Prince of Wales reads poem for Easter Meditation at Stonyhurst College

To mark the Easter weekend, The Prince of Wales has recorded Gerard Manley Hopkins’ poem, God’s Grandeur. The poem offers a moment of refreshment as we move from Winter into Spring.

The poem was played during the Easter Meditation at Stonyhurst College today. This virtual service is especially important to many this year as they may not be able to attend an Easter service in person. Gerard Manley Hopkins attended Stonyhurst as a child and later taught at the college; he is widely regarded as the finest Catholic poet in the English language.

The Prince of Wales narrates the Gerard Manley Hopkins Poem, God’s Grandeur. (@ClarenceHouse)

The poem reads:

The world is charged with the grandeur of God.
It will flame out, like shining from shook foil;
It gathers to a greatness, like the ooze of oil
Crushed.
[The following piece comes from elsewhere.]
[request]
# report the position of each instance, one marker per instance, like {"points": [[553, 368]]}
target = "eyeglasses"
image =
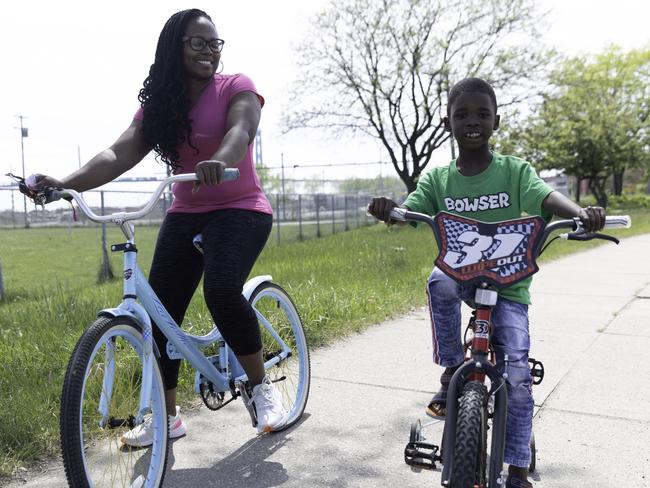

Why do men then now not reck his rod?
Generations have trod, have trod, have trod;
And all is seared with trade; bleared, smeared with toil;
And wears man’s smudge and shares man’s smell: the soil
Is bare now, nor can foot feel, being shod.

 And for all this, nature is never spent;
There lives the dearest freshness deep down things;
And though the last lights off the black West went
Oh, morning, at the brown brink eastward, springs —
Because the Holy Ghost over the bent
World broods with warm breast and with ah! bright wings.

To mark Easter this year, Buckingham Palace and Clarence House released two new images of The Queen and Prince Charles talking a walk in the grounds of Frogmore Cottage, Windsor, following the easing of lockdown restrictions in the UK.

Her Majesty and The Prince of Wales enjoy a walk together at Frogmore. (Chris Jackson/Getty)

In 2019, Prince Charles issued his second Easter message, in an article for The Telegraph. His Easter message quoted St John and discussed some of the tragedy seen in 2019 up to that point.

To commemorate Easter in 2020, The Prince of Wales contributed to the Anglican service at Westminster Abbey.

Of course, one day, Charles will become Head of the Church of England.